As we saw upon just a basic visual inspection of our network during the Explore section, there was a small core of highly connected participants surrounded by those on the “periphery,” or edge, of the network with very few connections. In the DLT 2 course, those on the periphery made up roughly 89% of network. Also consistent with the MOOC-Ed study, those Fall participants maintained an outdegree average of 5.25, an indegree range of 0-41, and an outdegree range of 0-66. Below is a comparison of the Spring (DLT 1) and Fall (DLT 2) iterations of the data.
network1 <- as.data.frame(dlt1_network)
network2 <- as.data.frame(dlt2_network)
network1 <- rename(network1, role = role1)
network1$role[network1$role=="districtadmin"]<-"admin"
network1$role[network1$role=="schooladmin"]<-"admin"
network1_mod <- network1 %>%
mutate(year = "DLT1") %>%
relocate(year)
network2_mod <- network2 %>%
mutate(year = "DLT2") %>%
relocate(year)
network_comb <- rbind(network1_mod, network2_mod)
network_comb |>
filter(role != "NULL") |>
filter(role != "other") |>
ggplot(aes(x = out_degree, fill = role)) +
geom_bar(aes(y = (..count..)/sum(..count..) * 100)) +
facet_wrap(~ year) +
coord_cartesian(xlim = c(0,50)) +
labs(title = "Comparing Out-degree Centrality by Role",
x = "# Replies Sent to Alters", y = "% by Egos (Nodes)") +
scale_fill_discrete(name = "Professional Role") +
scale_x_binned(breaks = c(5, 10, 15, 20, 25, 30, 35, 40, 45, 50))
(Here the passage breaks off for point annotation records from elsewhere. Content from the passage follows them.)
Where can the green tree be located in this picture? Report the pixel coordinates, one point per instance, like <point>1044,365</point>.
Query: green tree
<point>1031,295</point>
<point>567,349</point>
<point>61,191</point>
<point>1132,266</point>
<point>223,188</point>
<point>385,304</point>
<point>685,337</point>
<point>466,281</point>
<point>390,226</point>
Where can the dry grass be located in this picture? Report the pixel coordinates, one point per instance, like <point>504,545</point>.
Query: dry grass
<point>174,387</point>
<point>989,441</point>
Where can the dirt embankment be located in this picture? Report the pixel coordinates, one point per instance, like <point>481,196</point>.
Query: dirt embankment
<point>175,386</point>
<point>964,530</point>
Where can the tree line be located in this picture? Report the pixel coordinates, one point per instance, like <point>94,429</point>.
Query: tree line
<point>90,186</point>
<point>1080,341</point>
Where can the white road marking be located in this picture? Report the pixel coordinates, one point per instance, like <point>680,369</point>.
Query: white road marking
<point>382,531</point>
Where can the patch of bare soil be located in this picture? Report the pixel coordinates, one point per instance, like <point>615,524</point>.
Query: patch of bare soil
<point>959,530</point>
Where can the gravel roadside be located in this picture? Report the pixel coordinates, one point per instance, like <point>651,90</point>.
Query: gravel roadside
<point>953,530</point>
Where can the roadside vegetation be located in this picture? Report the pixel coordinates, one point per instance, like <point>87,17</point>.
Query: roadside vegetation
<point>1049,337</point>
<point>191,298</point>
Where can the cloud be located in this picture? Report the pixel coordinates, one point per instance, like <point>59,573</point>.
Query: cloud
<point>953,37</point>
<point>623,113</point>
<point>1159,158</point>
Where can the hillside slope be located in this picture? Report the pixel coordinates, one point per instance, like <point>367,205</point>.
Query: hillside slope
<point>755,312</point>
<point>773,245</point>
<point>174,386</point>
One of the driving research questions for this case study was to better understand the patterns of peer interaction and structure of peer networks that emerge over the course of this MOOC-Ed. A key challenge to any successful MOOC educational experience is the quality and frequency of communication between the participants. Out-degree centrality is a metric that gives some insight into how well specific nodes, in this case education professionals, respond to people in their subgroups or cliques. The plot above describes the difference between how two different cohorts responded to their network by professional role.
While the Fall cohort was comprised of more participants, the trends remained consistent with their Spring counterparts. Most replied fewer than 5 times to their alters, though the DLT 2 group had a few more participants who responded more than 25 times than DLT 1. The only difference I could spot in group composition was that DLT 2 had more teachers and curriculum developers on average than DLT 1. The DLT 1 group made up for that shortfall in administrators. That could be a line of inquiry to pursue to see if teachers are more likely to communicate reciprocally with their peers than school or district administrators.